Objective
Give your team a shared language for what to measure before and after every model or prompt change—so “we tested it” means something auditable. This hub orients you; the full essay delivers the argument in depth.
Core vocabulary
- Contract test: deterministic check of output shape, tools, citations, refusals.
- Risk tier: mapping product surfaces to acceptable failure rates and review depth.
- Drift monitor: statistical signal that something changed—inputs, tools, refusals—not always “bad,” always “investigate.”
Where it touches sibling tracks
Retrieval-heavy products need evaluation suites for empty results and stale citations. Prompt-heavy surfaces share regression tooling with the prompt experiment. Cost constraints appear in cost & latency.
Suggested sequence
Read this hub, skim measurement theme, then open the long essay. If you are onboarding a PM or release owner, pair with Path C.
Long read
The hub orients you; the essay Beyond accuracy: designing LLM evaluation that matches your risk walks through contracts, rubrics, drift monitors, and when public benchmarks mislead—so “we tested it” maps to explicit risk tiers instead of a single accuracy number.
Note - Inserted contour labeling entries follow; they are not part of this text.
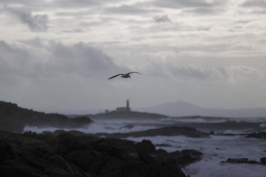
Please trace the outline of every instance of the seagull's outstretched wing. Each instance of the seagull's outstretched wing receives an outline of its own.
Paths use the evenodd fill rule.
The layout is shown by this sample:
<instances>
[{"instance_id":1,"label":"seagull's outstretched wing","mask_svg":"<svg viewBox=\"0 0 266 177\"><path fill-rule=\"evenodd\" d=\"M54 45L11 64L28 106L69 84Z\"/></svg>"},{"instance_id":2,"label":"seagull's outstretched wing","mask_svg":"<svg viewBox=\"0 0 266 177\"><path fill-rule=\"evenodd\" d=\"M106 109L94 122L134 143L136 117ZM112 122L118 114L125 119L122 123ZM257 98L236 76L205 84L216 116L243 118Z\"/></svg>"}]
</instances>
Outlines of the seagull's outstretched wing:
<instances>
[{"instance_id":1,"label":"seagull's outstretched wing","mask_svg":"<svg viewBox=\"0 0 266 177\"><path fill-rule=\"evenodd\" d=\"M124 74L117 74L117 75L116 75L115 76L113 76L113 77L110 77L110 78L109 78L108 79L112 79L112 78L113 78L114 77L116 77L116 76L118 76L119 75L124 75Z\"/></svg>"},{"instance_id":2,"label":"seagull's outstretched wing","mask_svg":"<svg viewBox=\"0 0 266 177\"><path fill-rule=\"evenodd\" d=\"M128 74L130 74L130 73L133 73L133 72L134 72L134 73L138 73L138 74L141 74L140 73L138 73L138 72L130 72L130 73L127 73L127 74L126 74L126 75L128 75Z\"/></svg>"}]
</instances>

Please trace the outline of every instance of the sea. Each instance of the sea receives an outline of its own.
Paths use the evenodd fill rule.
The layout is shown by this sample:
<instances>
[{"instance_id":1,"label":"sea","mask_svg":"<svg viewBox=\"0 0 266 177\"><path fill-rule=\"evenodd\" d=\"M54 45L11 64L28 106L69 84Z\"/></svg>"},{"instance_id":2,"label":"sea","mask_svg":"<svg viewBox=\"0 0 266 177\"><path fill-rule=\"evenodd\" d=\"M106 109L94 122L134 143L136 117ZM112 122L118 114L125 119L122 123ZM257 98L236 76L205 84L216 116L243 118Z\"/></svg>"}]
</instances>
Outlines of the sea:
<instances>
[{"instance_id":1,"label":"sea","mask_svg":"<svg viewBox=\"0 0 266 177\"><path fill-rule=\"evenodd\" d=\"M169 126L194 128L206 132L239 134L266 131L266 118L233 118L192 116L141 120L94 119L87 127L66 131L76 130L85 133L109 133L142 131ZM38 133L44 131L53 132L53 128L40 129L26 126L25 131ZM265 177L266 165L257 164L232 164L221 163L228 158L248 158L260 161L266 157L266 139L247 138L244 136L210 135L205 138L191 138L184 136L129 137L126 139L140 142L148 139L157 149L168 152L184 149L198 150L204 154L201 160L182 168L191 177ZM167 145L162 147L162 144Z\"/></svg>"}]
</instances>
First deliverables (two weeks)
- A one-page risk tier matrix: surface → worst-case failure → required test depth.
- A minimal contract suite in CI: schema checks, refusal probes, and at least one tool-calling path if tools exist.
- A weekly rubric sample size and escalation rule when disagreement or drift spikes.
Anti-patterns
Treating leaderboard movement as a release gate; running the same eval depth on low-stakes chat as on compliance-facing flows; and logging only final text without prompt hash, model ID, or retrieval IDs—making replay impossible when support escalates.
Related tracks
This sequence connects to RAG for retrieval-specific regressions, prompts for interface stability, and the experiments overview for how all three flagship essays fit together.
Questions for every model or prompt change
- Which risk tier does this surface belong to, and did we run that tier’s full suite?
- Did we compare against the previous model or prompt hash on the same frozen set?
- What would we measure in production in the first 48 hours if we shipped this?
Synthetic data vs. production-shaped eval
Synthetic prompts are fast to iterate but often miss messy real inputs: mixed languages, typos, pasted logs, and multi-turn context. Complement curated sets with anonymized traces (under policy) and periodic shadow replay—so evaluation drift tracks user drift, not only benchmark drift.
More vocabulary
- Golden set: fixed inputs with expected properties or snapshots, used for regression.
- Slice: subset of eval defined by intent, locale, or product area—report metrics per slice, not only global averages.